Art & Design

Owen Schmit

OWEN SCHMIT interview

dark paint and californian sun

Dark landscapes, colors bleeding into each other and electroluminescent wire sculptures. A California laid-back cool girl, named Owen Schmit, is responsible. Α 26 year old blonde girl is the artist who created some of the most intense art seen around lately. Also the daughter of The Eagles’ bassist, Schmit is drawing attention with her collaborations with LA bands as Green & Wood and fashion labels like Ai. Schmit, named as one of the 47 coolest girls on the planet in the October 2010 issue of the Nylon magazine is certainly one to watch.

-You grew up in an artists’ family, your father as well as your half sister are singers. Also when you were younger you took part with your sister Jeddrah in your father’s song ‘For the Children’, an almost gospel sounding song, featuring in the children’s choir that was accompanying
your dad’s band. Do you think that you could escape your artistic heritage? How much all of these led you to the person and the artist you
are today?

Although it helps to have a family that values creativity as much as I do, I honestly don’t think that my upbringing necessarily lead me to pursue art. It’s just what I like to do, and I think that anyone who wants to do it bad enough with eventually find their way to it. Anyone can be an artist. I don’t really believe in the myth of ‘artist’s lineage’.

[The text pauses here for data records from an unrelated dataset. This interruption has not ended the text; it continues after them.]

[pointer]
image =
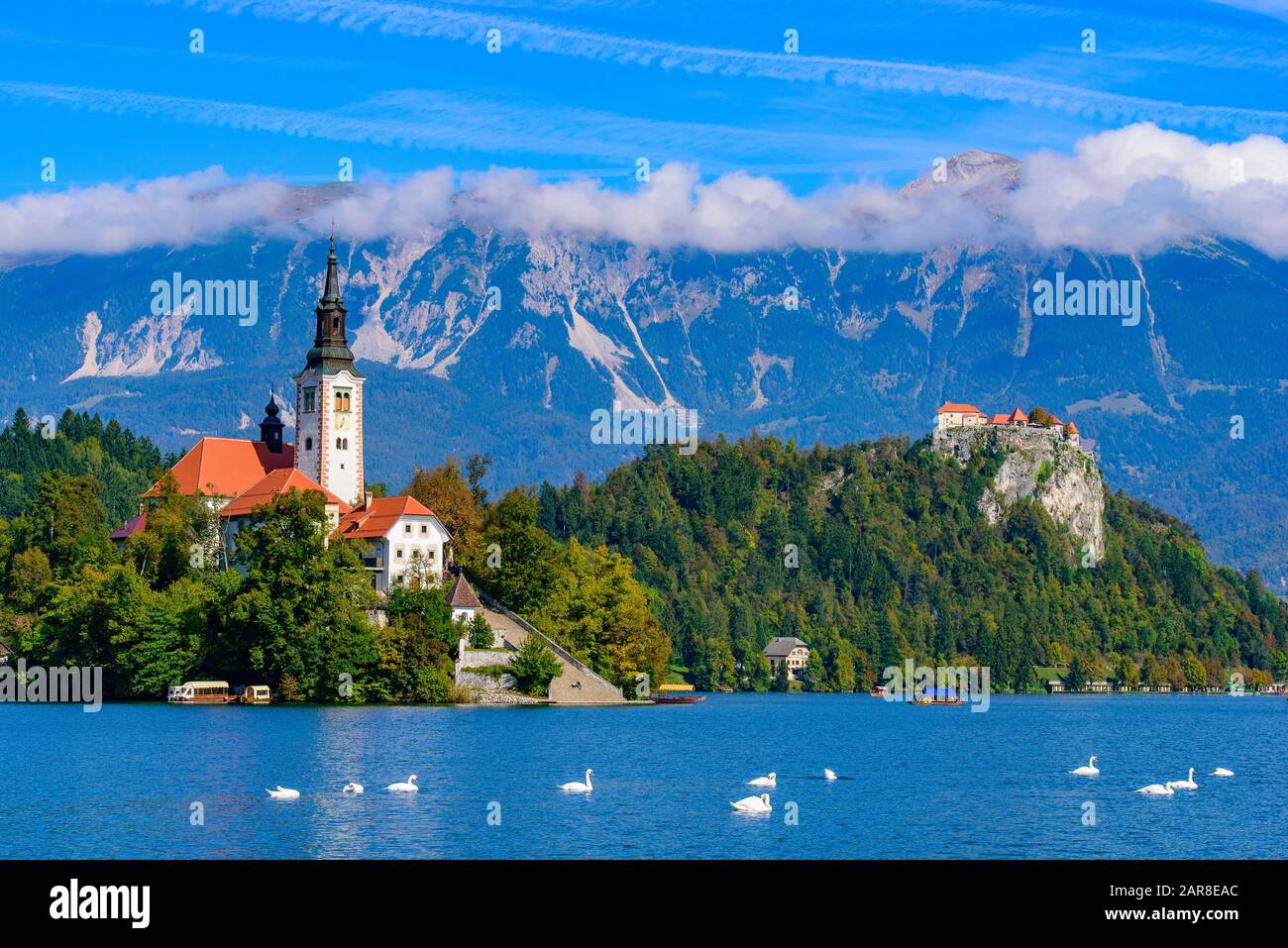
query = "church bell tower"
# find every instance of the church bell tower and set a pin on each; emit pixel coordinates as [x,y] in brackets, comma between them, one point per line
[329,399]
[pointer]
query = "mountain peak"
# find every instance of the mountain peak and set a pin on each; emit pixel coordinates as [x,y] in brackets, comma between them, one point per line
[970,170]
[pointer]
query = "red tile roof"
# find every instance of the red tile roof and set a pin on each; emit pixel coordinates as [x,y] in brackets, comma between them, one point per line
[273,484]
[226,467]
[377,518]
[133,526]
[962,408]
[463,595]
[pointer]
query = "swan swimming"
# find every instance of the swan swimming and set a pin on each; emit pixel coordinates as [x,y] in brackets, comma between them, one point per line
[1089,771]
[1157,790]
[576,788]
[752,804]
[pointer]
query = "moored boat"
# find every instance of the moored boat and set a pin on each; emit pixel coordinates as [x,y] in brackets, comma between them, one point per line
[675,694]
[938,695]
[201,693]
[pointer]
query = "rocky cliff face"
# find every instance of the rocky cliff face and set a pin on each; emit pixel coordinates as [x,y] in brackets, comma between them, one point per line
[1038,464]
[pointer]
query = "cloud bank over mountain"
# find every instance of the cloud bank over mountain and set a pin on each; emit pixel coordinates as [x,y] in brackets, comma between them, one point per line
[1129,191]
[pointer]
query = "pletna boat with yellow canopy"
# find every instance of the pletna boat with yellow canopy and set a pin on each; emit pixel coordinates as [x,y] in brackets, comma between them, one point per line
[677,694]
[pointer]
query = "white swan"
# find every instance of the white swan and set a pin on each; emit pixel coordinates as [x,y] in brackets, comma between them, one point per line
[752,804]
[576,788]
[1089,771]
[1157,790]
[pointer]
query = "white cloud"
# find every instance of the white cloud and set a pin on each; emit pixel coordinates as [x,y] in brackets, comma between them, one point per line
[1134,189]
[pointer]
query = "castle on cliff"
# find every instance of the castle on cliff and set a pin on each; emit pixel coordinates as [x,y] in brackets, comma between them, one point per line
[954,415]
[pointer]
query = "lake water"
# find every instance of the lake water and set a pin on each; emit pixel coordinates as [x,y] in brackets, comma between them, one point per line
[922,782]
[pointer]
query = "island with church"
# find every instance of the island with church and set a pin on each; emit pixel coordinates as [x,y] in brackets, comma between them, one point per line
[406,553]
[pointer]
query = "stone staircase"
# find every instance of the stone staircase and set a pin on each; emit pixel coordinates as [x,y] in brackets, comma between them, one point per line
[575,685]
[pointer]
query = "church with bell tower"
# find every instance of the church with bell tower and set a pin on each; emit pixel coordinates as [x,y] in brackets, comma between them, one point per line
[399,540]
[329,399]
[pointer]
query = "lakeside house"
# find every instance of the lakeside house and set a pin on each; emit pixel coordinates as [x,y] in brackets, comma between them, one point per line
[790,651]
[962,415]
[400,541]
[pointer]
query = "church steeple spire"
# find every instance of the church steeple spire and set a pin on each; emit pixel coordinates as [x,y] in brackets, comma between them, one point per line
[270,428]
[330,350]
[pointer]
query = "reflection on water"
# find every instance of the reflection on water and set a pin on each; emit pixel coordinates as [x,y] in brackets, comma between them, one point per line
[912,782]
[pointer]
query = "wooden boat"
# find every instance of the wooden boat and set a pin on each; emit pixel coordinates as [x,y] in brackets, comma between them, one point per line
[675,694]
[201,693]
[936,697]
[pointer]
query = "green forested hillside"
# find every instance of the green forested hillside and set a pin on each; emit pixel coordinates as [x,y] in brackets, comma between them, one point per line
[123,464]
[876,552]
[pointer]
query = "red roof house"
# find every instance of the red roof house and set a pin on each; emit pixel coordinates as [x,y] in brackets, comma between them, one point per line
[226,467]
[271,484]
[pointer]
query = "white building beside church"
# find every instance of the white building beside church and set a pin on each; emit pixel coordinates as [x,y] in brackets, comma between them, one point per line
[403,541]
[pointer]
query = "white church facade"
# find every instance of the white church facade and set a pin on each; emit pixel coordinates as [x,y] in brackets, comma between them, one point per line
[400,541]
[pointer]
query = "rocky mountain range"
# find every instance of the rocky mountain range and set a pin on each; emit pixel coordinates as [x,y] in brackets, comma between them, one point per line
[501,344]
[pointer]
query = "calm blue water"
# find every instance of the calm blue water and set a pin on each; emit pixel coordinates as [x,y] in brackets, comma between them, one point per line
[925,782]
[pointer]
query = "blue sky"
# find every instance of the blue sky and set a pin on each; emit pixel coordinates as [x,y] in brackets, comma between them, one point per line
[287,88]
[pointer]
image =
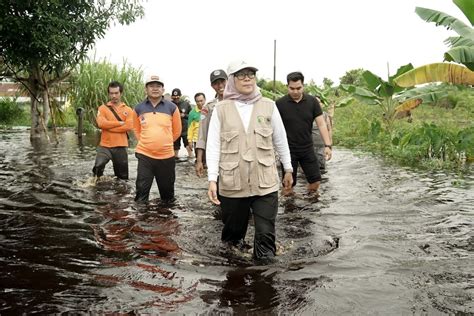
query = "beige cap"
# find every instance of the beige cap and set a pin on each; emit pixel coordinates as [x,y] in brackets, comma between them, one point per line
[237,65]
[153,78]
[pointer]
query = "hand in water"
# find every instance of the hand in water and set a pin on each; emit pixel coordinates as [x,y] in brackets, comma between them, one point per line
[212,193]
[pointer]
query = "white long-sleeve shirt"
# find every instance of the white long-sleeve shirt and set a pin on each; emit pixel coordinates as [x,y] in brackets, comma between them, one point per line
[280,142]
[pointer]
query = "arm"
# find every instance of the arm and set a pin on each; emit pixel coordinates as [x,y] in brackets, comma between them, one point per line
[280,142]
[203,128]
[137,127]
[329,125]
[127,124]
[323,129]
[103,122]
[213,156]
[176,124]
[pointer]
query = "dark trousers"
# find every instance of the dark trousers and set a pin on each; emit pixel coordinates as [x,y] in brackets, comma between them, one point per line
[235,215]
[163,170]
[119,158]
[177,143]
[308,162]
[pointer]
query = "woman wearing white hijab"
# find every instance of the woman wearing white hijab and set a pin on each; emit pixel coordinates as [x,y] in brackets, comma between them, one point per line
[244,133]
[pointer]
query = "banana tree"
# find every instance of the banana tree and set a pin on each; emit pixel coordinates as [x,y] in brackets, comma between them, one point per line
[461,47]
[461,50]
[385,94]
[437,72]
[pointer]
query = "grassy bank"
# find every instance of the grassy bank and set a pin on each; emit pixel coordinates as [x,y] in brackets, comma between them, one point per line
[438,137]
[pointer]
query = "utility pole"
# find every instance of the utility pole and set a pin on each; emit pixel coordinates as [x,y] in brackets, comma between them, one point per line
[274,69]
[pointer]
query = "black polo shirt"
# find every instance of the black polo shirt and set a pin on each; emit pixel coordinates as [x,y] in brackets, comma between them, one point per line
[298,119]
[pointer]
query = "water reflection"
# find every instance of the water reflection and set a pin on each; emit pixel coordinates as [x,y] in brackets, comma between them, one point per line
[380,239]
[244,291]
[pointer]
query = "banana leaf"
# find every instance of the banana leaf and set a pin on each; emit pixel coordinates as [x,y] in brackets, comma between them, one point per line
[437,72]
[467,7]
[408,105]
[462,55]
[441,18]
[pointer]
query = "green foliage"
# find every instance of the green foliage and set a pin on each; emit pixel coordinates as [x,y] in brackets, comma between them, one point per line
[89,83]
[437,137]
[40,41]
[353,77]
[55,35]
[267,86]
[461,47]
[10,112]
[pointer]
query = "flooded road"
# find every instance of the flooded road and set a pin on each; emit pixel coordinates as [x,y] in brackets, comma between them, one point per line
[380,240]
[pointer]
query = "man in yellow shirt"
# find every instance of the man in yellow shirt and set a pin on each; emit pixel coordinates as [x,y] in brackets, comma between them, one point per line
[194,118]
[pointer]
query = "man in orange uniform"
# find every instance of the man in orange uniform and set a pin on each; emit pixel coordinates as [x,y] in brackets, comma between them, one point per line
[114,119]
[157,125]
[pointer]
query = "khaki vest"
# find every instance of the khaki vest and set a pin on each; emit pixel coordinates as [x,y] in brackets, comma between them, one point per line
[247,164]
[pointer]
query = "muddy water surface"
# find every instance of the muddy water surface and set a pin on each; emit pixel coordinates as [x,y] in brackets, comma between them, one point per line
[380,240]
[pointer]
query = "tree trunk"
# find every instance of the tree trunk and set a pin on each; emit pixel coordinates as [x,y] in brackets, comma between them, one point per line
[46,106]
[36,129]
[38,123]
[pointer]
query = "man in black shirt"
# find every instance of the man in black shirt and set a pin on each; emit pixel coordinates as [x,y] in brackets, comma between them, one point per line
[298,110]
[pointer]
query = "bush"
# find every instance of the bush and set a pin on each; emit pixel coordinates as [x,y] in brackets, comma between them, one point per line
[10,112]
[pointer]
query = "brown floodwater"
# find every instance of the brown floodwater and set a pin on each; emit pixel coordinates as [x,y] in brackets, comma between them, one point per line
[381,239]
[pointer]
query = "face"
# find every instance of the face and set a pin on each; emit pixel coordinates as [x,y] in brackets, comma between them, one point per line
[200,101]
[219,86]
[295,90]
[154,90]
[115,95]
[245,81]
[175,98]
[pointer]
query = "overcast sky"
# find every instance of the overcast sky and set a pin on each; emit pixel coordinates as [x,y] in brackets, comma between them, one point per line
[182,41]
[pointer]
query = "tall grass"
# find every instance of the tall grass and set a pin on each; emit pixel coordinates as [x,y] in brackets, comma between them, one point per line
[12,113]
[89,83]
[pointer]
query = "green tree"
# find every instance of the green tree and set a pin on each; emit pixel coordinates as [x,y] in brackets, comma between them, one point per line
[41,41]
[327,83]
[353,77]
[461,50]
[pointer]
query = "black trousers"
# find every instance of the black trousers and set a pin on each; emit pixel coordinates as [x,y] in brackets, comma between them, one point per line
[163,170]
[119,158]
[235,215]
[177,143]
[308,162]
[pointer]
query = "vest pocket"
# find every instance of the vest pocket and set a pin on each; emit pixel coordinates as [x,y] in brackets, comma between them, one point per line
[229,176]
[229,142]
[263,138]
[267,173]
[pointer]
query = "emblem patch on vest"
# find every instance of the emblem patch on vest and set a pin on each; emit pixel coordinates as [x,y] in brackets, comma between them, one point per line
[263,119]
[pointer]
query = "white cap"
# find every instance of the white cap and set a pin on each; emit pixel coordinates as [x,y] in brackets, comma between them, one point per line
[237,65]
[153,78]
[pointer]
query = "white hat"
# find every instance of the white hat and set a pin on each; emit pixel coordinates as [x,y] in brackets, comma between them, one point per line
[239,65]
[153,78]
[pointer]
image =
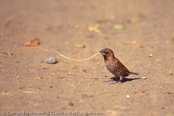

-There is darkness in your work, as if disaster awaits for every single one of us in the next corner that creates almost a revelation feeling to the viewers. Do you think that in darkness comes beauty and hope?

I don’t think about my work as being about disaster and darkness, although many people have described it that way. For me it’s much more about experimentation with materials that produce the intensity of fantasy and desire,
which can sometimes be very dark.

-In some of your art, we see surfers emergingthrough the waves of darkness and ugliness. You grew up and currently live in LA; how much
ugliness is there in a city that everyone is or tries to be beautiful? Do you take inspiration from real life, everything and everyone around
you, or your work is the result of dreams’ confusion of reality and the subconscious?

To me LA is entirely beautiful, even it’s ugly/ creepy aspects. I am obsessed with it. I take inspiration from the real as much as from things buried under the surface.

-In the words of Iggy Pop’s song that inspired the issue, ‘raw power got a healing hand’. In your opinion more refined and mass pleasing art can have the same effect as well; could you produce art that is simply beautiful just to sell paintings?

I agree! In art, I’m not really sure what the difference between beauty and ugliness is, because the two have been conflated for so long. What I want to see when I go look at art in a museum or gallery is something that totally fucking blows my mind, no matter what it physically looks like.

-You have said in an interview that you prefer having your studio 20 minutes away from home because otherwise you would end up watching
TV. Do you have to push yourself to produce some work?

The TV thing was really just a joke, I work constantly. I just like having my studio separate from my home life because I don’t think it’s good to be staring at my work all the time. It’s important for me to get away and think about it,
and then return with fresh eyes for what needs to be done. There is no right or wrong way to get oneself to make stuff, and it’s totally different for every artist I know. I like to try to get myself to work at least a little every day, and sometimes that can be as little as just sitting and looking at work in progress or doing some research. A lot can happen.

-Do you listen to music when you’re working and if yes what kind?

It depends, sometimes I listen to music and sometimes I listen to audiobooks. I’m in the middle of listening to Anna Karenina by Tolstoy. It’s fucking awesome. But often times when I am trying to start a project I don’t listen to anything because I’m trying to work out ideas and music can be distracting, but once it gets going I usually start listening to something. Lately I have been listening to a lot of Joy Division, Sisters Of Mercy and the album ‘Hell Bent For Leather’ by Judas Priest.

-Although you’re re still at a very young age you have taken part in a lot of shows, group ones or solos. What are your plans for the future? Which is your biggest, and fairly unrealistic artistic desire that you would like to realize at some point in your life?

I’m currently working on a large-scale painting of a giant wave as well as some latex and beaded sculptures for an upcoming show. My immediate plans are to make it through graduate school (I’m graduating this year) and to apply for grants and residencies to be able to continue making work. But a fantasy of mine is to one day have high fashion editorial shoot with my work as the backdrop, like the Cecil Beaton photos with Pollock paintings done for Vogue in 1951.